Percentage of somatic hypermutation (SHM) using the immunoglobulin κ-restriction enzyme hot-spot mutation (Igκ-REHMA) assay distributed for percentages (a) and absolute numbers (b) of non-switched memory B lymphocytes (nsmB), and for percentages (c) and absolute numbers (d) of switched memory B lymphocytes (smB). Every dot represents a healthy subject.
As described previously, CVID patients show variable, lower estimated percentages of SHM (mean percentage SHM 31%, range 6–77%, n = 23; Fig. 1b) compared to the healthy subjects (t(85) = 4·917, P = 0·000) [5].
Discussion
SHM is an important step in the antigen-driven B cell development creating B lymphocytes expressing high-affinity antibody receptors. We show that the estimated level of SHM, using the Igκ-REHMA assay, increases steeply during the first 2 years of life. This increase was associated with changes in size of the two B lymphocyte subpopulations that contain SHM (smB and nsmB), but this could not explain the total observed increased SHM frequency. We hypothesize that the increase of SHM in childhood reflects an increase of the proportion of memory B cells originating from secondary GC-dependent B cell responses as well as an increase of the SHM frequency within the memory B cell compartment [6], reflecting immune maturation. A study in sorted (memory) B cells could confirm this hypothesis. However, this would need a great deal more blood, which poses an ethical problem in young, otherwise healthy children.
Previous studies have shown that SHM levels are decreased in certain subgroups of CVID, but this was accompanied by diminished isotype switching, decreased B cell proliferation or decreased switched memory B cell subpopulations [4,5,7,8]. So far, the clinical consequences of low levels of SHM by itself are unknown. A delayed maturation of SHM levels in the presence of normal memory B cell subset counts might therefore reflect the presence of persistent primary B cell responses and hence impaired immune maturation. We propose that if such a phenomenon exists it may be associated with recurrent infections, which has to be explored in further studies.

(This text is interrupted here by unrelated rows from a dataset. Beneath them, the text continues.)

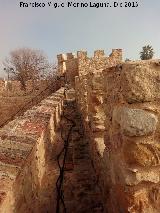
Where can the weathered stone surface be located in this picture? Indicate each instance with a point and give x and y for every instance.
(27, 169)
(141, 81)
(135, 122)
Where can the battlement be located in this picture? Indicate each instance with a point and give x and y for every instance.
(114, 128)
(72, 65)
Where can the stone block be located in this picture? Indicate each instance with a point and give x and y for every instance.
(135, 122)
(141, 81)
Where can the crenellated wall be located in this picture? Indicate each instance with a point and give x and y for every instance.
(120, 108)
(119, 104)
(28, 149)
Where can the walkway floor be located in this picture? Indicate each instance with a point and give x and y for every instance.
(81, 193)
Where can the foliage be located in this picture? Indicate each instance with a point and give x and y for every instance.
(27, 64)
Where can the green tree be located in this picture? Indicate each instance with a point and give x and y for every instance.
(147, 53)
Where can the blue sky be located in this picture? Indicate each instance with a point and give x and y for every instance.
(68, 30)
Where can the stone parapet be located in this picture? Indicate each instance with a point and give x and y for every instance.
(27, 144)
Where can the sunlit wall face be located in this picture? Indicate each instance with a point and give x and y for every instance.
(70, 29)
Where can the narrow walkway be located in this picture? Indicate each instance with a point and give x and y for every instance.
(81, 193)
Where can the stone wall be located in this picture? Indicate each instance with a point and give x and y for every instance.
(14, 88)
(28, 150)
(13, 100)
(70, 65)
(120, 108)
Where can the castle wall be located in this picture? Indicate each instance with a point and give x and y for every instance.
(28, 150)
(14, 88)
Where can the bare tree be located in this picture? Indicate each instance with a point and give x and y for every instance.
(147, 53)
(26, 64)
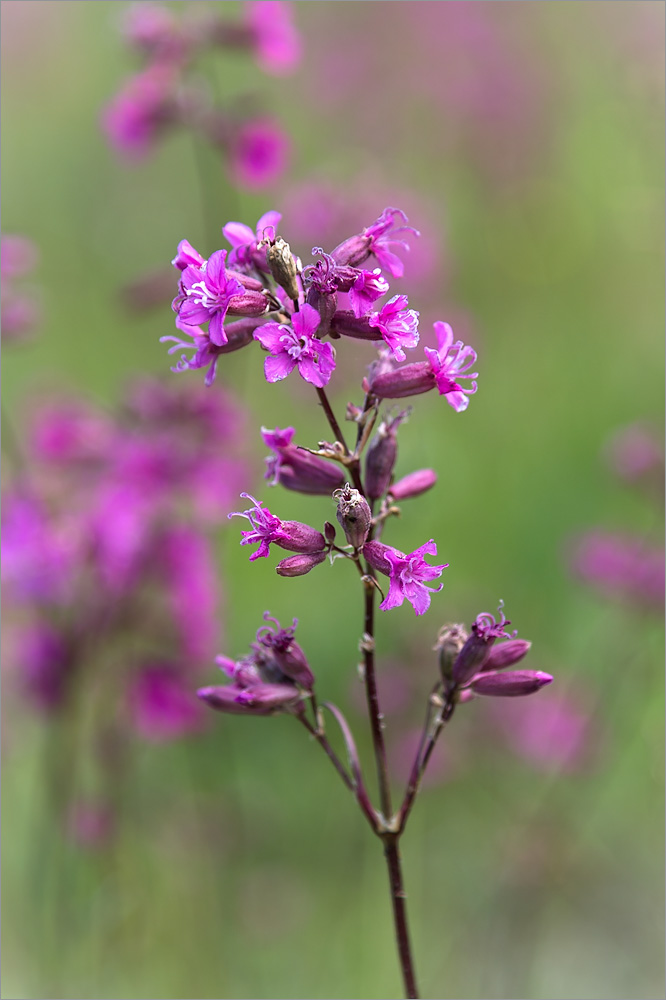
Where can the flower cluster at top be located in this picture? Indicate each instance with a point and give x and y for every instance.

In conclusion, this study shows the increase of estimated percentages of SHM as measured by the Igκ-REHMA assay in the first 2 years of life. This reflects changes of the memory B cell subpopulations in young children, but also in the SHM frequency within memory B cell subsets, probably reflecting an increase of secondary memory B cell responses. Sequencing of large numbers of immunoglobulin genes at the B cell subset level in young children, e.g. by using next-generation sequencing, should be performed in future studies to confirm this hypothesis.
Acknowledgments
We would like to thank Sandra Posthumus-van Sluijs from the Department of Immunology of the Erasmus Medical Centre Rotterdam for performing the Igκ-REHMA assays. This study was supported financially by the Peribosch Foundation.
Disclosure
The authors do not have any competing interests to declare.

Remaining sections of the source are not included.